No creo lograr expresar adecuadamente lo placenteras que me están resultando las salidas a correr. Había olvidado las épocas en que las disfrutaba; por ese placer, me convertí en triatleta. No voy a cortarme las venas cuestionándome el por qué continuaba corriendo a pesar del dolor. No es queja, que mira que siempre me cuidé de exponerlas para evitar los reproches y cuestionamientos de los entusiastas adoradores del “Cómo No”, que bastante me fastidiaron durante todos estos años con sus comentarios y observaciones aún y cuando evitaba al máximo lloriquear. Solo la pierna me delataba.
Ayer domingo un combinado de 120 kilómetros de ciclismo y 3 de trote cerraron la semana. La verdad, al bajarme de la bici me sentí un poco cansado, pero rápidamente me repuse, quizá incentivado por salir a correr y disfrutar nuevamente lo indoloro -es que no me la creo, perdón por lo reiterativo- que ahora me resulta, por lo que me aboqué a hacer la transición lo más decorosa posible y salir a trotar. A esa hora -12: 39 horas- habían transcurrido un poco más de cuatro horas arriba de la bicicleta, así que la sesión del domingo resultó la más larga durante esta primera etapa. Fueron 4 horas 36 minutos en total.
Después del entrenamiento revisé el programa.
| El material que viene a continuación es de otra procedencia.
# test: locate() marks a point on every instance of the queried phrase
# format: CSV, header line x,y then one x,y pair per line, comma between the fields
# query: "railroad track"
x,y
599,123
Finalicé la semana quince, la que contiene la carga más alta de las 20 que integran esta primera fase: fueron 6 kilómetros de natación, 210 de ciclismo y 30 de trote; distribuidos entre la semana, 256 Kilómetros parecen poco, equiparados con los 227 Kilómetros totales que cubre el Ironman, que para ser oficial, debe ser finalizado en menos de 17 horas.
Comparando con lo que más o menos tendré que recorrer el año que entra, en esa semana quince, que ocurrirá alrededor de la cuarta semana del mes de octubre, y a reserva de lo que considere mi coach, podría alcanzar los 10 de natación, 360 de ciclismo y 56 de trote. Pero eso es andar tentando al futuro, así que más vale que no me adelante tanto.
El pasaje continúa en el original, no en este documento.